The big question: How can I send them?
Just because you are permitted to send message … does not mean that you are free to choose any method of delivery.
For a long time, it has been OK to send these messages via postal mail and phone message (which is not yet considered form or electronic communication — go figure). Back in 2002, the government issued guidance about this very topic and we still can get phone call reminders today, and that seems to be fine. Even messages left on answering machines are considered OK (though that seems to be a gray area to me … like sending FAXes is).
What people really want are email and text message notices and reminders. These types of messages are clearly electronic and thus fall squarely under HIPAA’s Security Rule and its requirements for encryption, authentication, etc.

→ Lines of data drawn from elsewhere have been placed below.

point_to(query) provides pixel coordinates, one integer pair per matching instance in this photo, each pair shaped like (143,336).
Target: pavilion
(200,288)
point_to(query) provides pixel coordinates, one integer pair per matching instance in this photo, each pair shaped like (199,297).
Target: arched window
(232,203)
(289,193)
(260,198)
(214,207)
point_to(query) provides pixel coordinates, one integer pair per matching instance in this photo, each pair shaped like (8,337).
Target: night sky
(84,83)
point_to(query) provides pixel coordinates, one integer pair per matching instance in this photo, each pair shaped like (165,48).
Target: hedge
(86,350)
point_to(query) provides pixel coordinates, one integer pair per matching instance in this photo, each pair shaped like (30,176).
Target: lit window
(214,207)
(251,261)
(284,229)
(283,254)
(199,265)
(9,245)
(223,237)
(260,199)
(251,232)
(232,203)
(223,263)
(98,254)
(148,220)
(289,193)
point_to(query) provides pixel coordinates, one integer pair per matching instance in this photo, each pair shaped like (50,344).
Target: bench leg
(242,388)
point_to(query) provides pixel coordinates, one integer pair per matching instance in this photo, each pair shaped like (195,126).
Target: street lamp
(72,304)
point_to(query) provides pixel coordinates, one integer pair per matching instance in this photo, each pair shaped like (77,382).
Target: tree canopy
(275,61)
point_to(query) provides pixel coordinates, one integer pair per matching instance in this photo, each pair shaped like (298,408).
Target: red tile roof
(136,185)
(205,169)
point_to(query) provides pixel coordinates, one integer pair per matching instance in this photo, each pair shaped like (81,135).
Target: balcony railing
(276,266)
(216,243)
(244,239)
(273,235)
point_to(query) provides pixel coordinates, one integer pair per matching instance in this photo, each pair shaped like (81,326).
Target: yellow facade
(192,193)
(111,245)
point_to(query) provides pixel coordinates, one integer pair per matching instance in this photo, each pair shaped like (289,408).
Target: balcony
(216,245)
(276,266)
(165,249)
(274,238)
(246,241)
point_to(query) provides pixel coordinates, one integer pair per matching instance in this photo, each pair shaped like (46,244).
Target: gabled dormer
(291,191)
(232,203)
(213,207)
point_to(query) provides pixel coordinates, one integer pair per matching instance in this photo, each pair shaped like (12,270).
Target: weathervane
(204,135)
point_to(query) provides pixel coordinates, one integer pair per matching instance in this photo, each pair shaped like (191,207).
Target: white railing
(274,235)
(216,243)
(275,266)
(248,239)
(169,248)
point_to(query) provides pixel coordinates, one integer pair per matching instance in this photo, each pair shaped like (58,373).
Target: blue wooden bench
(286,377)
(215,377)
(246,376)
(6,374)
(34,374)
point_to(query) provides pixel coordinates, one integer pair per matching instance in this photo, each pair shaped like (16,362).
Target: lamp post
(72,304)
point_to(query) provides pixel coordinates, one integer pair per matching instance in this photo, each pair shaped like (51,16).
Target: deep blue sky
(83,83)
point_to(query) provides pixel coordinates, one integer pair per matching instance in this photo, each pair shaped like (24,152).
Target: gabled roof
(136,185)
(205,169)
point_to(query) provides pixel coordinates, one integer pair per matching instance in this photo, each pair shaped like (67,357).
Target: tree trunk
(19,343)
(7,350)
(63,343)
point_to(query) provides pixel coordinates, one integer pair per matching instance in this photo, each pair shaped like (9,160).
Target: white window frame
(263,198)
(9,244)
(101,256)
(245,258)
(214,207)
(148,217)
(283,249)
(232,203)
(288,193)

Combining what we have learned, text message and email message notices and requests can be sent without the recipients’ prior authorization as long as these messages are properly secured according to the HIPAA Security Rule. This means … no insecure emails or regular text messages. It does mean encryption, recipient identity verification, logging, and all the trappings of HIPAA compliance.
You can get around the need for encryption. HIPAA permits patients to consent to receive insecure messages if they have been advised on the risks involved and if a (secure) alternative is available. This is called “Mutual Consent”.
You may notice, that before you start getting text-message notices from CVS, you had to approve that it is OK. This is their “mutual consent” agreement. To the extent that they provide good alternatives to insecure texting, provide sufficient training to the patient on the risks of insecure messages, and otherwise meet all of the facets of mutual consent … that is complicated, nuanced, and really, really a gray area.
What should you do if you wish to send notices and reminders?
Be sure to invest in a secure email and/or secure text solution for communicating with your patients. These are inexpensive and easy to use, so the bar is low enough that there is no excuse under HIPAA for not using them. Be sure that you follow the best practices for consent if you wish to send insecure notices. And finally, be sure that you are keeping your own HIPAA-compliance up-to-date with yearly reviews, risk analyses, etc.